Hebrews 10 begins by reminding us how good we have it under the law of Christ. In the first several verses, the author talks about how much better Jesus’ sacrifice is than the bulls and goats offered up under the law of Moses. He talks about the abolition of the first covenant in the creation of the second – one that can wipe away sin, one that makes us a nation of priests, that resides in our hearts and minds, that grants us the confidence to approach the throne of God with a high priest who knows all the challenges we face.
It’s a chapter full of big ideas that tell us all we have to be thankful for in the sacrifice of Christ. It’s a chapter that contrasts the shadows of God’s kingdom with the reality of His true spiritual kingdom established under Christ. It contrasts the rolling forward of sin with the eternal forgiveness and abolition of sin. The author tells us of how the Old Testament law pointed toward Christ and how Jesus brought us something that both fulfilled and replaced the ancient system of sacrifices.
A Better Sacrifice and Priesthood
In this, the author quotes Psalms 40:6-8:
Sacrifice and offering you have not desired, but you have given me an open ear. Burnt offering and sin offering you have not required.
Then I said, Behold, I have come; in the scroll of the book it is written of me: I desire to do your will, O my God; your law is within my heart.
He then explains the insufficiency of those sacrifices. They could not take away sins with imperfect sacrifices administered by imperfect priests. In contrast, Jesus stands as our perfect priest and our perfect sacrifice, bringing true forgiveness. When we accept that law, we then accept His law into our hearts, submitting to Him obediently, abandoning the lawless deeds God has promised to forgive.
Because of that forgiveness, because of that better sacrifice and priest, we can have confidence to approach God. Previously, no one could approach the Holy Place, except for the High Priest once a year. Our new high priest, one who has been through all the trials and challenges we face, grants us direct access to the Father in a way those living under the Levitical priesthood could not. Because of this, the author encourages us draw near to our High Priest, holding fast to our faithful confession, encouraging one another to live worthy of that calling.
Helping Each Other to Heaven
Sometimes, however, we forget what we have. We take those blessings for granted, and the Hebrew author warns against neglecting each other’s spiritual needs. He warns that we should continually encourage one another and to avoid falling back into the traps of sin. We need to be stirring up one another. We need each other’s help in drawing nearer to God, and this is one of the reasons we meet together, whether in the assembly or in social settings.

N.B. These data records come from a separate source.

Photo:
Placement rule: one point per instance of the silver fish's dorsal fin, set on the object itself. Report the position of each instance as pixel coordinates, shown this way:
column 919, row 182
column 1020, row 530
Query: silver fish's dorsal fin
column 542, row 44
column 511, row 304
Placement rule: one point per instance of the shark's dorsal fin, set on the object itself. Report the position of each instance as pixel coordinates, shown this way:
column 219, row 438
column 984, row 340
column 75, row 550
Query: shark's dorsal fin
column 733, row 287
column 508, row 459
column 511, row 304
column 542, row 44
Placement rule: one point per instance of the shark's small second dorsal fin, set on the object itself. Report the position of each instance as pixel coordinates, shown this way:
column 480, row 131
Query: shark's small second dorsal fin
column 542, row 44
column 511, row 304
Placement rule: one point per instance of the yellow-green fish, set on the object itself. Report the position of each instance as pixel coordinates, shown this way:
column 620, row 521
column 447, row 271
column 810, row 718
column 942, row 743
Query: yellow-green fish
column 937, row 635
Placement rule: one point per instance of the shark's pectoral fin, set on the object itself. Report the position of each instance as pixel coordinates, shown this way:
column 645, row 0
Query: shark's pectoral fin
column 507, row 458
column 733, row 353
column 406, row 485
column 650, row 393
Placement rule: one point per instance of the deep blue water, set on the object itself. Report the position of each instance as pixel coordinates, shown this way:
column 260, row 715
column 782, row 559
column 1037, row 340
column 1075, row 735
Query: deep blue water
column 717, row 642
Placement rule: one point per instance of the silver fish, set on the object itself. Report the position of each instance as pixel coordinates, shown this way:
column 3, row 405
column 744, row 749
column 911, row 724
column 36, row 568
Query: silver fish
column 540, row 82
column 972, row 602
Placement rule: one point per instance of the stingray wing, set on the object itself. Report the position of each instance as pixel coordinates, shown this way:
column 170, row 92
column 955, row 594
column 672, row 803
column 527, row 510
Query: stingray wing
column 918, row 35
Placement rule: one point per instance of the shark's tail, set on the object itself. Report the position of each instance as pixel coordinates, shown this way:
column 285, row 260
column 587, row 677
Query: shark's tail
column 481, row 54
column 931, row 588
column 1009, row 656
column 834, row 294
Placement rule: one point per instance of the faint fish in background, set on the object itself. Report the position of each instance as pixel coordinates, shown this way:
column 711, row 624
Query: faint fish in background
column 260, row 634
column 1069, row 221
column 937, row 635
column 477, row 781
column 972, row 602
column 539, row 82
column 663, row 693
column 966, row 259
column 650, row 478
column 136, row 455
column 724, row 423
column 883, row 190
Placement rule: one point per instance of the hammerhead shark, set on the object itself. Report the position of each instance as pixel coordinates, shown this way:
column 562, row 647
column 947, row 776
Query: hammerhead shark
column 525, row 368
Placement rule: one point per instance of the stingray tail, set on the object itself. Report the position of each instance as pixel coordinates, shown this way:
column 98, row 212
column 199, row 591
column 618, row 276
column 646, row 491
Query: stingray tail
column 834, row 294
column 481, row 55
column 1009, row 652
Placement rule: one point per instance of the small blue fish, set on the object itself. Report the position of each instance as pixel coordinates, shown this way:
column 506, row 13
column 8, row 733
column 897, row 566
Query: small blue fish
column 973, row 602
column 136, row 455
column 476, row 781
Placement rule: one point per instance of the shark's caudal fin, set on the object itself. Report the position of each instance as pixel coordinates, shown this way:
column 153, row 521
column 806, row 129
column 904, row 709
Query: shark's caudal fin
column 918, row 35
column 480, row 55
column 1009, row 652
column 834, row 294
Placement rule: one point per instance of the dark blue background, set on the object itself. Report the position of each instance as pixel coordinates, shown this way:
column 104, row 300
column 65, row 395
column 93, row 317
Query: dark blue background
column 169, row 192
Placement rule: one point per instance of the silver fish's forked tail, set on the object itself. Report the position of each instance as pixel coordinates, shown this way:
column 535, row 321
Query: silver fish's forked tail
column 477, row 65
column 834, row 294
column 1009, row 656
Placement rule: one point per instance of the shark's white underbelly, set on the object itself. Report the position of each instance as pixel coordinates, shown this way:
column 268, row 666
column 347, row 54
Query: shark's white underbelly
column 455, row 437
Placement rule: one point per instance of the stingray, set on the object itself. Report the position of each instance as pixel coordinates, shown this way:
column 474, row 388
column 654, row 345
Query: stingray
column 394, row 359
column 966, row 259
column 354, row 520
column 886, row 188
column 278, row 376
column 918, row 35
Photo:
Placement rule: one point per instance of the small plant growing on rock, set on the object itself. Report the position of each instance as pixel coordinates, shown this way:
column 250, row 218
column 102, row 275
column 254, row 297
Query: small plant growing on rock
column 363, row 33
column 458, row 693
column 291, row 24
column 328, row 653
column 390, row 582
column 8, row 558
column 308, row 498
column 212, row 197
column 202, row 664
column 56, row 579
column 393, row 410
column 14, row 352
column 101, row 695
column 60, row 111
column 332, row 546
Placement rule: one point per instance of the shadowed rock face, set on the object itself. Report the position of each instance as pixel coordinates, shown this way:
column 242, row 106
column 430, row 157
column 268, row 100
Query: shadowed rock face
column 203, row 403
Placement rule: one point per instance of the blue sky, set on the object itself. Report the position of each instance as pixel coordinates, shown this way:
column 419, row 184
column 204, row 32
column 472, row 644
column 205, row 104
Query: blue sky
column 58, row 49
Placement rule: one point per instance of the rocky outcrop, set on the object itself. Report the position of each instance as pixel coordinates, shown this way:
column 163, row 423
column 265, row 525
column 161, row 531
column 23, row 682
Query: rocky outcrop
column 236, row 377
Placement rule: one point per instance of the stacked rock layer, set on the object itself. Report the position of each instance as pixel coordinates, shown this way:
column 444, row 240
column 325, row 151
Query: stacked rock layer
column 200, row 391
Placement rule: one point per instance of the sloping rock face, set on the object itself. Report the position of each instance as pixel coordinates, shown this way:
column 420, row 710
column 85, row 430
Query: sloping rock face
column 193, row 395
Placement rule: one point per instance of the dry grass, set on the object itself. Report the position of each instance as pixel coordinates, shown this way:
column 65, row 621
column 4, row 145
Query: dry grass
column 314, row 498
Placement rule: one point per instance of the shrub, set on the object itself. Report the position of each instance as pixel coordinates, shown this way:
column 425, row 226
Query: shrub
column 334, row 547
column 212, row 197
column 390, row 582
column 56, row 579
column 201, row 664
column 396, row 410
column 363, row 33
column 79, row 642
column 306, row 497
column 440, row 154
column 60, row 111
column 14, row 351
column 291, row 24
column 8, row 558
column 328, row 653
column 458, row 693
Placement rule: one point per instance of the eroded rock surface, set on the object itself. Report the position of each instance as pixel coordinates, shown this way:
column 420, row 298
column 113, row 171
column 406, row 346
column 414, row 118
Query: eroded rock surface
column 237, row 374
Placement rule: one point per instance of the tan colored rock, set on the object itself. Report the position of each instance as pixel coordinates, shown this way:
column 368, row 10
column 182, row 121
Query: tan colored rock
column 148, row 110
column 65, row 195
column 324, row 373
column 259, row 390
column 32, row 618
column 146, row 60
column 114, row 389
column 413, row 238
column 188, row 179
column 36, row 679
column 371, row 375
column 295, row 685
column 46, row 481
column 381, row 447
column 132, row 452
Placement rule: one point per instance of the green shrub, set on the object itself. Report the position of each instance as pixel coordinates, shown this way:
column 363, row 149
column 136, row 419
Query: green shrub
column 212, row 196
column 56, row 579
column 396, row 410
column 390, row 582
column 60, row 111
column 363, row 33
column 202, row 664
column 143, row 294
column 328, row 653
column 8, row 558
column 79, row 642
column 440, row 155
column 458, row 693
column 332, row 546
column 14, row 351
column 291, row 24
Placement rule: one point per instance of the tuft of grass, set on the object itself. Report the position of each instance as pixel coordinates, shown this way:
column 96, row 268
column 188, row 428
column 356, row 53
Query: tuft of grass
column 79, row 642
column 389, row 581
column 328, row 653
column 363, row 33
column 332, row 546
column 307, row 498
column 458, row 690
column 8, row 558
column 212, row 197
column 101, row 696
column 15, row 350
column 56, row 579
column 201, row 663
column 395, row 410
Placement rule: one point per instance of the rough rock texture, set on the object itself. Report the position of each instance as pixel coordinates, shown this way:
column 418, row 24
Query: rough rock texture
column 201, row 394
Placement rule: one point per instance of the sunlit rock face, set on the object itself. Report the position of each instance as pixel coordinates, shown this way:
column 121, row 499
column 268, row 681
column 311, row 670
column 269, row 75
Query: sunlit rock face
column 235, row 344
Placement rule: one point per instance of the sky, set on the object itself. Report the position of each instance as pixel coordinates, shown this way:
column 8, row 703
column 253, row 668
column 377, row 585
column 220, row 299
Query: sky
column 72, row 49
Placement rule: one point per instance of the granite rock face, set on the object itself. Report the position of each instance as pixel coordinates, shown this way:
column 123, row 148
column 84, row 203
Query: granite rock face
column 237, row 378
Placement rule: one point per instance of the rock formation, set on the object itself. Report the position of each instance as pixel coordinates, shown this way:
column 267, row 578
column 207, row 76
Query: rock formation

When we neglect our worship services, we neglect the needs of our brothers and sisters in Christ. Instead of approaching worship and Bible study with the attitude of, “What can I get out of it,” we should be attending for each other’s sake. The same is true if we are avoiding each other outside the assembly. We need to take every opportunity to build each other up, and verses 22-24 bring faith, hope, and love into the equation. We have hearts full of faith, hold fast to hope, and stir up love. But we need to be working together to accomplish these things.
The Dangers of Neglect
When we fall into the traps of sin, we fall into danger of losing our souls, but we can help each other avoid the pitfalls of sin. When we neglect spending time together, when we neglect assembling together, we are showing a lack of concern for the souls of our fellow Christians. When you are present to lift me up spiritually, we are both less likely to fall into patterns of neglect. Hebrews 10 gives us a picture of how much better Christ’s law is than that of Moses, and we should live gratefully for that new covenant. Let’s avoid neglecting these blessings and neglecting each other, and let’s instead push each other toward Heaven and rededicate ourselves to His service each day.